Mississippi Lowland Forests
Bioregion: Southeast Savannas & Riparian Forests (NA25)
Realm: Northern America
Ecoregion Size (1000 ha):
11643
Ecoregion ID:
337
Conservation Target:
24%
Protection Level:
3
States: United States: AL, GA, SC, NC, VA
The Mississippi River is legendary as the largest drainage system in the United States and the second largest on the North American continent after Hudson Bay. The cultural history of the river is embedded in the American mind through the writings of Mark Twain and other authors. The Mississippi Lowland Forests ecoregion occupies the lower portion of this watershed, along the Mississippi River and its tributaries from the river mouth in Louisiana to the southern tip of Illinois.
The bottomland forests and floodplain swamps of this ecoregion are similar to those of the Mid-Atlantic US Coastal Savannas and Southeastern US Conifer Savannas ecoregions, but they have suffered even greater losses to logging, agriculture, and hydrological alterations, making this one of the most highly converted and imperiled ecoregions on the continent.
The climate of the Mississippi Lowland Forests ecoregion ranges from subtropical at its southern extreme to warm temperate through most of the region. The essentially flat topography, floodplain dynamics, and swampy vegetation separate this ecoregion from the more xeric conifer-dominated uplands of adjacent ecoregions.
The dominant natural vegetation is controlled primarily by hydroperiod, that is, the length of time a site is inundated each year. Proceeding from longest to shortest flooded conditions, the major natural communities are river swamp forest, lower hardwood swamp forests, backwater and flats forests, and upland transitional forests. Virgin stands of bald cypress hundreds of years old or older were common in the most flooded areas, but virtually all of these have been logged. Swamp tupelo is a co-dominant tree with bald cypress in the long-hydroperiod swamps.
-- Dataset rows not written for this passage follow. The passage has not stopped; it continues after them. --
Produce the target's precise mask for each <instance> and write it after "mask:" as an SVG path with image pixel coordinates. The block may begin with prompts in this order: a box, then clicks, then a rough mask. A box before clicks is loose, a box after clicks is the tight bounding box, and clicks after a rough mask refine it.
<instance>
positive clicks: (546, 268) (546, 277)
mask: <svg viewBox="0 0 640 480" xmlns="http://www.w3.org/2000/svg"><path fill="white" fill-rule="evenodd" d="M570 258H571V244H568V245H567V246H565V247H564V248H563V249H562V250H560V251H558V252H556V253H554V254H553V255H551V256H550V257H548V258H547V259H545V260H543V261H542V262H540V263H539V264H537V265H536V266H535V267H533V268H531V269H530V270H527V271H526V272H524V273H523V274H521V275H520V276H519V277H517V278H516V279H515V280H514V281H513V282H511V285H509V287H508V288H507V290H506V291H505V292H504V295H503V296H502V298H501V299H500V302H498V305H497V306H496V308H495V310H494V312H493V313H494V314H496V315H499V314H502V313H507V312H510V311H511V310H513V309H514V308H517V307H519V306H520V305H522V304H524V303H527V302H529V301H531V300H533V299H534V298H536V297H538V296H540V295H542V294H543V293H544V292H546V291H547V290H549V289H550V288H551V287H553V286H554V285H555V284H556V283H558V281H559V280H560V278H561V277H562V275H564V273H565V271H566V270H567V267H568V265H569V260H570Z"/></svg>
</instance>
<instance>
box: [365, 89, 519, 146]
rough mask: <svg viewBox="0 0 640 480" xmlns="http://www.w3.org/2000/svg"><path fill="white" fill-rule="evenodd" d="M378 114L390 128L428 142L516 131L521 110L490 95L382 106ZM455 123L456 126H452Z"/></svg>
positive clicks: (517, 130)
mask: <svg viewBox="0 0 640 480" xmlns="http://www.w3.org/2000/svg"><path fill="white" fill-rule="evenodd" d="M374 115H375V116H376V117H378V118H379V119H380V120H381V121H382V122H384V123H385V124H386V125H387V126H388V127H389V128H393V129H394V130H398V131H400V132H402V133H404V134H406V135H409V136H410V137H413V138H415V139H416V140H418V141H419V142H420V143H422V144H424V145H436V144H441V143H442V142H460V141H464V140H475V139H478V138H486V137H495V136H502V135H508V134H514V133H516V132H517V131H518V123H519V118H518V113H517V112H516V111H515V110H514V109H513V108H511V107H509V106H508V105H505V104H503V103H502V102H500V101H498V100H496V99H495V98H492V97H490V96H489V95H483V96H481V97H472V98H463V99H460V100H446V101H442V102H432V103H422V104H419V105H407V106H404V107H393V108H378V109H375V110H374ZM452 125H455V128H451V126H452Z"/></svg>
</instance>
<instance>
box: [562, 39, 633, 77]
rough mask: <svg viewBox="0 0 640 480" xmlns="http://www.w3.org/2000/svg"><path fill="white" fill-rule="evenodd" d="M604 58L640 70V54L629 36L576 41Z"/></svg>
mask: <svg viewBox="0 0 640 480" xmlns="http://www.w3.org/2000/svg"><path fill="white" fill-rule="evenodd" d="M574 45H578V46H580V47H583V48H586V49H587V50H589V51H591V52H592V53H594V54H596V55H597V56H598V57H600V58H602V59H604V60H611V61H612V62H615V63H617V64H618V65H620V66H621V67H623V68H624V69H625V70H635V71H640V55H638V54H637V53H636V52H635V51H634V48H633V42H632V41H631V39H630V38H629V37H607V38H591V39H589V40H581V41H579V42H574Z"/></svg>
As flooding duration declines up gentle slopes, many other trees enter the community, including water hickory, red maple, green ash, and river birch. Seasonally saturated forests higher up the elevation gradient support these species plus sweet gum, sycamore, swamp laurel oak, and willow oak, along with many woody vines.
Raised areas or ridges in the floodplain once supported extensive canebrakes of giant cane, the American bamboo, more than 99% of which have been lost. Bachman’s warbler, now probably extinct, was a canebrake specialist. The rare Swainson’s warbler, the only member of its genus (Limnothlypis), also finds its most suitable habitat there. Oak-hickory forest occurs on the drier natural levees, ridges, and old dunes.
The extensive bottomlands of the Mississippi River watershed, like other southern swamps, once supported populations of North America’s largest woodpecker, the ivory-billed woodpecker. Some of the last reports of this species were from the Arkansas portion of this ecoregion in 2004 and along the Pearl River on the Louisiana-Mississippi border in 2017, but they have not been independently confirmed. The status of this enigmatic bird remains uncertain, but it is probably extinct. The Mississippi Valley remains a major flyway for migratory waterfowl and songbirds.
At the time of European settlement, bottomland hardwood forests represented the majority of the inland wetland acreage in the U.S., with most of that area in the Mississippi River floodplain. Today, the Mississippi Lowland Forests ecoregion has lost over 90% of its pre-settlement vegetation. Very little old-growth forest remains, and most aquatic habitats are degraded.
Priority conservation actions for the next decade are to: 1) restore hydrologic regimes and associated bottomland forests and floodplain swamps; 2) greatly increase federal, state, and local acquisition of conservation lands, and improve management of existing conservation lands; 3) reduce or eradicate populations of problematic exotic species.
Citations
1. Sharitz, R.R., and W.J. Mitsch. 1993. Southern floodplain forests. In W.H. Martin, S.G. Boyce, and A.C. Echternacht, editors. Biodiversity of the Southeastern United States: Lowland Terrestrial Communities. Wiley, New York.
2. Ricketts, T.H. et al. 1999. Terrestrial Ecoregions of North America: A Conservation Assessment. Island Press, Washington, D.C.
3. Clark, J.R., and J. Benforado, editors. 1981. Wetlands of Bottomland Hardwood Forests. Elsevier, New York.